Through the survey, the SC-appointed EPCA seeks to assess the ground reality of the implementation of the Environment Compensation Charge (ECC) on commercial vehicles entering Delhi, in force since 2015.
It will be done at 20 such points across Delhi in two phases – before and after Diwali, fireworks during which push air pollution in the region to perilous levels.
At the survey points, cameras have been installed to compute the number of trucks entering the national capital.
Moreover, an OD (origin-destination) survey is being conducted on the truck drivers to know where they are coming from, what they are carrying and where they are heading to.

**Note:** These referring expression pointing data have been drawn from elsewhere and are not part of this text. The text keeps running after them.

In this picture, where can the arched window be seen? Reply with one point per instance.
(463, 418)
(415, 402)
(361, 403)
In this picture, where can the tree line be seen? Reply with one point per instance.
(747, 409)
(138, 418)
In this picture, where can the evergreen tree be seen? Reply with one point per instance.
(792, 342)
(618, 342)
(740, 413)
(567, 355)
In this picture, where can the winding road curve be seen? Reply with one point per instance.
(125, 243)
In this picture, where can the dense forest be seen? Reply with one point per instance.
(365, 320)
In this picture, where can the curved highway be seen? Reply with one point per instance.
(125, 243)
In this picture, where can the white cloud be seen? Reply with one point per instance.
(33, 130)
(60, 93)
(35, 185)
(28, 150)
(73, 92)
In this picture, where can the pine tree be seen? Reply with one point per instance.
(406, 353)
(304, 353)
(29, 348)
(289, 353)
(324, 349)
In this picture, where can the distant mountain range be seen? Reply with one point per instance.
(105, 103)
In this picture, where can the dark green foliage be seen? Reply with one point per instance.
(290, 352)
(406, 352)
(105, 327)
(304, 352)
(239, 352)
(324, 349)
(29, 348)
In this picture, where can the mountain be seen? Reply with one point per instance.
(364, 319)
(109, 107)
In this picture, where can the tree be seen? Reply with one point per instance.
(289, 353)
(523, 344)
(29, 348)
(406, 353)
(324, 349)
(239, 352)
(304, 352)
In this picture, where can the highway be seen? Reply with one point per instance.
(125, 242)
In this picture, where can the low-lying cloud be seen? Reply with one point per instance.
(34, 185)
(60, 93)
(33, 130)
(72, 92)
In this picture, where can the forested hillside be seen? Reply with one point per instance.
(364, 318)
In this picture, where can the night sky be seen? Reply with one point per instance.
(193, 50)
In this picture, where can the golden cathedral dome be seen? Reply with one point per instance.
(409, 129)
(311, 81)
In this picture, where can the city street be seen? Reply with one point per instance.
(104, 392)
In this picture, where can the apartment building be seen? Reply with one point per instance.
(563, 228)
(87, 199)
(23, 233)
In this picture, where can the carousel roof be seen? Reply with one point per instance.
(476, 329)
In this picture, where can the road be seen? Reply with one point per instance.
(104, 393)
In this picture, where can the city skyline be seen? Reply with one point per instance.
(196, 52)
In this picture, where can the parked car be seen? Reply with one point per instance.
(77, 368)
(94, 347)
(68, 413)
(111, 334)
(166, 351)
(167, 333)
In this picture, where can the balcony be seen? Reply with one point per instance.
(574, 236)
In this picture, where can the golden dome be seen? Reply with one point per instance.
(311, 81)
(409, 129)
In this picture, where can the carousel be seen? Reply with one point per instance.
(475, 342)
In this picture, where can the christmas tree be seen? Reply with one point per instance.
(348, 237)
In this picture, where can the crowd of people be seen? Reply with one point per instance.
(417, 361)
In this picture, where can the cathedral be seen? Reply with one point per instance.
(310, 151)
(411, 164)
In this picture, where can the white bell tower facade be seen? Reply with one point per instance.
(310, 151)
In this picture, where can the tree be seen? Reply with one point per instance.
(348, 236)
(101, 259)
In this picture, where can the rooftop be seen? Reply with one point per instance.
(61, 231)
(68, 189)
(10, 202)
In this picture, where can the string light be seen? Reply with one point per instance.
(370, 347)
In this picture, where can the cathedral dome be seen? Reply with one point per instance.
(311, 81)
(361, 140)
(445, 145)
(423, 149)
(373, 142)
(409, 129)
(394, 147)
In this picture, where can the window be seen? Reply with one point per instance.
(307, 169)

In another ruling, the apex court had banned trucks, which are not destined for Delhi, from entering the city’s borders, granting exemptions to seven categories, such as vehicles carrying food grains.
The whole aim is to find out how many trucks are coming into Delhi, how many were not meant for Delhi but still entering, and also to understand whether the system of the green tax (ECC) is working or not, Ms. Sunita said.
The survey will also give an idea of any decrease or increase in the number of trucks coming in, which will help in enacting further controls on trucks, she said.
The analysis will also provide a bigger justification of why RFID (radio-frequency identification) is needed, she added.
An RFID technology can automatically identify and track tags attached to vehicles, which can ensure seamless movement at toll plazas, increase transparency and detect the offenders.